When People Don't Want to Hear the Truth
Think about the last time you tried to share your point of view — and you pretty much got shut down on the spot.
Think about the last time you tried to share your point of view — and you pretty much got shut down on the spot.
I know in my audience that is common.
You’ve told me, for example, that you’ve tried to speak to your loved ones about health issues, certain political issues, lifestyle concerns and more.
And you’re shut down and shut out of the conversation.
Worse: your point of view is dismissed as fringe, extreme and controversial. And worst of all: your perspective might be maligned or ridiculed.
I’ve experienced all of that — and you have too.
Would you like to hear what I have to say about this?
Hint: I just gave you the key to unlock the whole box… 🥰
Watch for my simple steps to help you share your point of view with out getting shut down:
In other words, you need to first find out if the other person actually wants to hear your opinion at all!
I’m getting ahead of myself here — but that really is the bottom line:
There is no sense in sharing your point of view with a person who doesn’t want to hear it.
It doesn’t mean your point of view isn’t valid.
It doesn’t mean that the other person is rejecting you.
They are rejecting what your point of view represents: that they might be “wrong” or uninformed, or ill-informed, or embarrassed or defensive — or a mix of all that and more.
The fact is, if another person doesn’t want to hear your opinion, there’s no sense in offering it.
Even the Bible says you should not cast your pearls before swine.
(I‘m not saying the other person is swine, but you get my point. 😂)

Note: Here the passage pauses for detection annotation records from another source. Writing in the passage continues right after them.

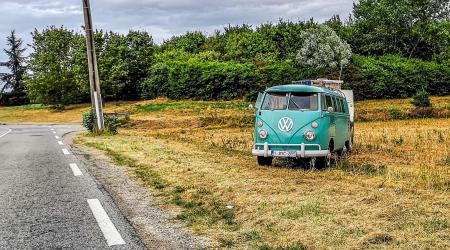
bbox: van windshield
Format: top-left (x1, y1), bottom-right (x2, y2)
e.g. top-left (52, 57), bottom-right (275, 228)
top-left (261, 92), bottom-right (319, 110)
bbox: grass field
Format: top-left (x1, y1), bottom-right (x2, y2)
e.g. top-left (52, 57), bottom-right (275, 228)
top-left (0, 97), bottom-right (450, 249)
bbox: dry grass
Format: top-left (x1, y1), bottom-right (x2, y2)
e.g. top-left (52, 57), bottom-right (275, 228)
top-left (69, 97), bottom-right (450, 249)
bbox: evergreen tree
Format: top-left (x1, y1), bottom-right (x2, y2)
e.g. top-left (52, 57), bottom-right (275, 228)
top-left (0, 30), bottom-right (28, 104)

So How Exactly Do You Get Someone To (Really) Listen to You?
Of course, no one can control another person’s behavior.
We can’t make someone want to hear our point of view.
But, we can create the conditions that make it much more likely that the other person will be willing to listen.

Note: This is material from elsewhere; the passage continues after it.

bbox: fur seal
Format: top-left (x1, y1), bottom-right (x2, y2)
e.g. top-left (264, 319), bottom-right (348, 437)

Here’s exactly how to pave the way for a smoother path.
(1) Ask them for THEIR point of view — and set a short time limit.
It looks like this: “So what do you think about [topic]? Can you explain/share in a minute or two?
The reason why this is so powerful is because you have eliminated the concern that this conversation (confrontation?) will go on and on.
The time limit makes the conversation much more doable.
And the fact that you are letting the other person share first is very powerful.
In fact this becomes your superpower, in two ways:
- you get to hear and understand their point of view (so you can better reply when you share your point of view)
- It allows the other person to be heard — without interruption.
That leads up to the next point:
(2) Listen and show that you are paying attention.
Nod your head, have a pleasant expression on your face. I call it “cheerful curiosity.”
Say things like, “I see”— “Yes”— “Go on”— “What else?”
Remember: you don’t have to agree with someone to simply hear and accept what they have to say.
No interrupting!
This is the secret sauce: You are giving the other person the platform to share their point of view, without interrupting.
This models for them courtesy, respect and attention — the exact things you would like to experience when (or if!) you share your point of view.
Key: Don’t refute what they have to say. Simply listen, listen, listen attentively and politely until they’re out of gas and until they have nothing else to say.
(3) Summarize what they have told you.
You can even use their exact words to reflect back what they have said.
This step is pure gold because it shows the person that you have heard them.
And hey — we all want to be heard, right?
So that brings us to the next step:
(4) Ask if they would like to hear your point of view.
A simple statement such as: “Can I take a minute or two and give you my perspective?”
Or: “Would you like to hear my point of view for a minute or two?”
KEY: You are checking to see if they are willing to hear you.
Also: you are setting a time limit so they don’t think you are going to go on and on.
Note: This technique really only works with rational, reasonable people. If you are dealing with someone who is rude, bombastic, domineering or a narcissist, they might not play nice.
The person has two choices:
- They can say “Sure, go ahead..” And even if they are not really listening, at least they opened the door for you to speak.
- Or, they can say, “No I really don’t want to talk about it” or something along those lines.
Then at least you know you do not have a willing audience. Do don’t waste your breath!
Or as the Bible says, Don’t cast your pearls before swine.
The reason that asking if they want to hear your point of view works so well is because you are gently putting the other person on the spot.
If they say yes — well, here’s your chance!
And if they say no, we’ll at least you know where you stand.
BONUS: I recommend also saying, “Great! Can you give me the floor for a minute or two — and then reflect back to me what I’ve said? You know, like I did for you?” 🥰
And now you are gently educating them on the cordial communication style that actually works.
If the person starts to interrupt you or argue with you while you’re talking, you can politely remind them that you didn’t interrupt but let them speak.
Remember: these steps work only with with rational, reasonable people.
At the end of the day…
It’s nearly impossible to change another person’s point of view.
They may have many reasons for rejecting what you have to say.
Contentious conversations might bring up old hurts, resentments and rejections.
I wouldn’t take it personally.
In fact, what really matters is that you believe your point of view.
You don’t have to convince anyone of anything.